Families in rural areas say the limited and sometimes non-existent broadband service makes learning challenging for students.

“We lose connection quite a bit,” Stacy Hartman, parent in Blairs Mills, Huntingdon County, said.

Stacy has an 8th grade student and a Senior in high school.
This year, her kids do school at home, on Tuesdays, Thursdays and every other Friday. She says that’s difficult because the internet runs slow or even stops.

“Without internet now, it’s not just a frustration and an annoyance, it’s our kids are not going to get an education,” Hartman, said.

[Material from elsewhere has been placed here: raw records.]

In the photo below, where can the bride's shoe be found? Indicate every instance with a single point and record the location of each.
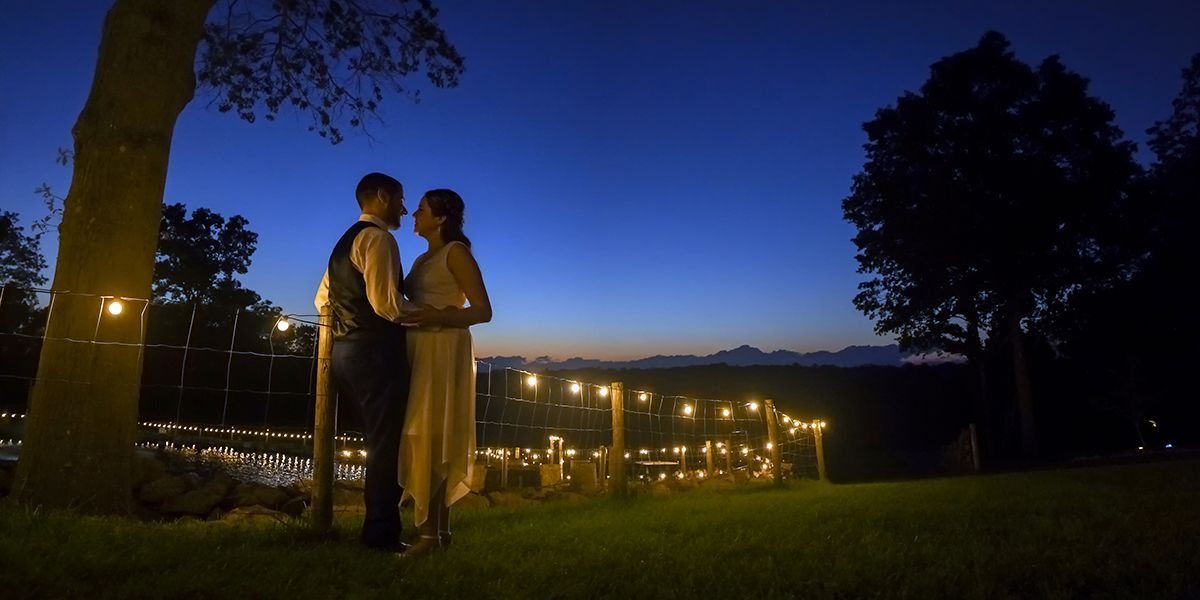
(425, 545)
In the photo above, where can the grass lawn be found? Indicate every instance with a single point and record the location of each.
(1109, 532)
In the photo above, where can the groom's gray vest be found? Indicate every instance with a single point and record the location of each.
(354, 319)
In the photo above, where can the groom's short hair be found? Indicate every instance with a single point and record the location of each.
(371, 184)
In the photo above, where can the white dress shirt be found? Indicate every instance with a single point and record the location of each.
(376, 255)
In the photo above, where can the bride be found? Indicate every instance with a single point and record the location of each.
(437, 449)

The Southern Alleghenies Planning and Development Commission is made up of commissioners from Blair, Bedford, Cambria, Huntingdon, Fulton, and Somerset counties they’re working along with Fayette and Westmoreland counties to get funding for a broadband project.

“Understanding that, that maybe a challenge, the December 30th date will be a challenge, we’re actively identifying other state and federal funding opportunities that we can pursue, to start to build this infrastructure out,” Brandon Carson, Director of Planning and Community Development for the Southern Alleghenies Planning and Development Commission, said.

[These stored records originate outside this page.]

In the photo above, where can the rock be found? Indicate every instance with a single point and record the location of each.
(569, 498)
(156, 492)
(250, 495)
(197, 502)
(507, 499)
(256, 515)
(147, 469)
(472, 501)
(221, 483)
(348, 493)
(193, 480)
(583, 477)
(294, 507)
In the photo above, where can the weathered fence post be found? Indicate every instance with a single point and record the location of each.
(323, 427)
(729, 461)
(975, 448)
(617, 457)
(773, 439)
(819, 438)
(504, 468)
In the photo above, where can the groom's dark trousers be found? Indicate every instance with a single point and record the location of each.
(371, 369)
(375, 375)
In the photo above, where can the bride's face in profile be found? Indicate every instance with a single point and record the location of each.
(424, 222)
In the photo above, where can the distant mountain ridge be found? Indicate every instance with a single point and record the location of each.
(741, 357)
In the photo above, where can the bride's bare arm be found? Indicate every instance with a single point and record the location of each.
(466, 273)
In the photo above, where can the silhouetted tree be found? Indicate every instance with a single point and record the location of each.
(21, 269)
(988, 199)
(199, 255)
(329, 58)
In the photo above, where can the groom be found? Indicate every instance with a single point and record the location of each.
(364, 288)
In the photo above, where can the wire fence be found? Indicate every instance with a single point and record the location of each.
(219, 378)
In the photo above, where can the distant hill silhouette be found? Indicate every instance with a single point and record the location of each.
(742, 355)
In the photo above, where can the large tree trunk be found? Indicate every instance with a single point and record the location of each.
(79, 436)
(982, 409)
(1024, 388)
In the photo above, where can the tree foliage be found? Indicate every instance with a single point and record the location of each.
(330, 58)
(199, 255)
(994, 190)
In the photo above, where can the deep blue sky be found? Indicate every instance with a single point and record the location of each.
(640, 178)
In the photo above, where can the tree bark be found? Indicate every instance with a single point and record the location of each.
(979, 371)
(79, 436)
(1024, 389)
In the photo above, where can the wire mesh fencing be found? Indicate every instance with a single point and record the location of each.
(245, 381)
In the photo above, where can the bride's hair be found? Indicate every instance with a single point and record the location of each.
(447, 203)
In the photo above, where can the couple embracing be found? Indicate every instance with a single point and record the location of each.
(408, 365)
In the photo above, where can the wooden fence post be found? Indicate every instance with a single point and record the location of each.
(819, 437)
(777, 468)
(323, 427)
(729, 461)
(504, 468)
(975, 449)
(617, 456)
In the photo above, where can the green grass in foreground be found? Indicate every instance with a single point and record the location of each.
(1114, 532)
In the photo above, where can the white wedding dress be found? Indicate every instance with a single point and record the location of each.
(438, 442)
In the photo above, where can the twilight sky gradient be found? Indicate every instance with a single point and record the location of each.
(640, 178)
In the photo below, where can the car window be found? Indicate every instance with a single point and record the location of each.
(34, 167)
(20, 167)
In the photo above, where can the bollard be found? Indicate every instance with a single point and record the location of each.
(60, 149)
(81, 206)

Carson says, right now, they’re waiting to hear back from one of their federal partners, the Appalachian Regional Commission, for a $200,000 plus grant. They expect to hear back by this Fall.

Carson says the Southern Alleghenies Planning Commission is going to start the process of bringing broadband access to the 8 counties by Spring 2021, on a pilot basis. The project would be phased as state and federal grant money becomes available.